Close friend and fellow climber Connor Griffith said he knew Traversi would eventually top that route, but not that day.
“The conditions were not that good; it was kind of humid out,” Griffith said. “He actually took kind of a bad fall and hurt his ankle before the send, and then a bunch of strong climbers showed up, and I think that got him psyched. Then he sent it.”
Griffith has climbed with Traversi for more than six years, but he said watching Traversi send The Game stands out as special.
“He’s always inspired me,” Griffith said. “I’ve seen him send a lot of stuff, but that was by far the most inspirational.”
But Traversi is not easily satisfied. It was his first V16, but he calls it his first V15. He said he doesn’t get nervous, but climbers compete with themselves; he’s his toughest critic. He said he’s had few great competitions in his life. Sometimes winning a competition doesn’t include finishing the toughest routes, and without a top out, Traversi said he knows he could have climbed better.
He won this year’s rope climbing nationals at a climbing gym in Boulder, but he doesn’t train with a rope. Instead, he trains on a treadwall (picture a wide, vertical treadmill with climbing holds) and boulders indoor and outdoor for variety.
It’s about building the skills to push farther, he said.
“You don’t build those muscles anywhere else in your life other than climbing,” he said. “It’s really how much time and dedication you’re willing to put into it.”
The area’s climbing gyms aren’t really tall enough to truly practice rope climbing, he said.
“Even at 40 or 45 feet, having bouldering strength is going to get you to the top of the wall, regardless, so I focus on that,” he said. “You obviously kind of analyze what kind of location you’re going to be at, see what it’s going to take out of you, and then alter your training program based on that.”
For bouldering, outside of simply practicing on the walls, heavy weight-based exercises with few repetitions keep his body prepared.

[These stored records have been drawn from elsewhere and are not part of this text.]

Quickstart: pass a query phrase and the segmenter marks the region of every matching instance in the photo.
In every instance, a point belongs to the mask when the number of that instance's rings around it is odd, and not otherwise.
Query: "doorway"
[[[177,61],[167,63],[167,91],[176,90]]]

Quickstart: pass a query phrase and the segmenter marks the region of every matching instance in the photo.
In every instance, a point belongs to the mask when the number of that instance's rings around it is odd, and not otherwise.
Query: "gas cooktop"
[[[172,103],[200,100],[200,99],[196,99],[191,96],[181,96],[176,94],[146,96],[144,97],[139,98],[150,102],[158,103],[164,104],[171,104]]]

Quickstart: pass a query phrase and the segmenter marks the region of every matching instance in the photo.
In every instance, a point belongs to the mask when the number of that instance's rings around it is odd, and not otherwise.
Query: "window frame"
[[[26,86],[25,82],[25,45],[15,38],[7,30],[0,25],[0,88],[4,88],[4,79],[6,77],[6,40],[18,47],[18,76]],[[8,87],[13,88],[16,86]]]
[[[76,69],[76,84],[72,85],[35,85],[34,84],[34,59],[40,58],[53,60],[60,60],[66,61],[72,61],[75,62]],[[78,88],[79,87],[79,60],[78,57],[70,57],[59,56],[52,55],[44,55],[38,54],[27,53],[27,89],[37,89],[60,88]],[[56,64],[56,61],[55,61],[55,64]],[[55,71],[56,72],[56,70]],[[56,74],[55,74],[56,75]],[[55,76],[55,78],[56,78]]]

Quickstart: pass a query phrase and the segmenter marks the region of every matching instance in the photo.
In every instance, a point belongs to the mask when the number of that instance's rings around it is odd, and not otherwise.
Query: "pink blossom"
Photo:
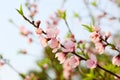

“You just want short little bursts of power,” he said.
His advice: Climb on a variety of problems, learn how to control breathing and maintain focus (even while screaming), and come up with an adaptable strategy.
“It changes, so there’s never going to be the same strategy for a (competition),” he said. “I think if everyone just looks at the (competition) and comes up with a strategy for it, that’s going to benefit them more than having no strategy.”

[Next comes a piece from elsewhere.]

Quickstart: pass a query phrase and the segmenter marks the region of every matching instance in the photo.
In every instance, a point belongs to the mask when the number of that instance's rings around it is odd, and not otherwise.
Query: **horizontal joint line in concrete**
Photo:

And climb constantly: He’s climbed worldwide since he started at age 14, everywhere from Canada to Beijing to Switzerland to an upcoming stint in Colombia.

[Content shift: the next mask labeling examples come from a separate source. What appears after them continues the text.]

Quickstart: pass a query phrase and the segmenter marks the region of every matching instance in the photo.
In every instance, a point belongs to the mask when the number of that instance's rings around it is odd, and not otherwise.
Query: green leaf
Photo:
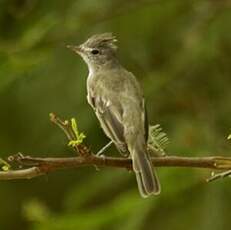
[[[83,140],[84,138],[86,138],[86,135],[82,132],[79,132],[77,121],[75,118],[71,118],[71,128],[75,134],[76,139],[69,141],[68,145],[74,147],[76,145],[80,145],[81,143],[83,143]]]
[[[9,171],[11,166],[10,166],[10,164],[8,162],[6,162],[2,158],[0,158],[0,164],[2,165],[1,168],[2,168],[3,171]]]

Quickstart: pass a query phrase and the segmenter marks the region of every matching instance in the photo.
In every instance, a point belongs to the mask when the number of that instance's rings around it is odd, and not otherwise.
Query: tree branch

He’s learning his athletic performance peaks and valleys, a strategy he said he’ll focus on for the open world championships in Arco, Italy, in July.
“That’s going to be a big one,” he said. “The whole town comes out. It’s like a big festival, so you’re kind of put on a pretty big stage. It’s going to be completely unfamiliar terrain…but there it’ll be different holds, different walls, different everything.”
He said this might be the one that finally makes him nervous.
On Injuries
Climbers are especially susceptible to pulled muscles in their backs or shoulders and knee or ankle problems from landing and twisting, but Carlo Traversi, head route-setter at The Spot Bouldering Gym, said he tends to hurt the pulleys in his hands.
He’s been lucky this year.
“I’ve only had one minor finger injury,” he said.
But that’s not for lack of trying, or lack of care. As prevention and treatment, Traversi uses contrast baths, alternating cold and hot water to manage blood flow in his hands before and after workouts. A pulley (think tendons and what makes your fingers bend and stay bent) injury can take him out for a week or more, so he takes good care of his hands.
Typically, he uses a couple of ice cubes in cool water to hit the temperature that makes his fingers tingle, but ice baths can reduce swelling, and hot water can bring blood into stiff fingers. Cool water, instead of ice baths, actually increases blood flow to the hands by encouraging the body to increase blood flow to the hand in response to the cooler temperature. So it takes a minute, Traversi said, to feel the tingle after the initial blood vessel restriction.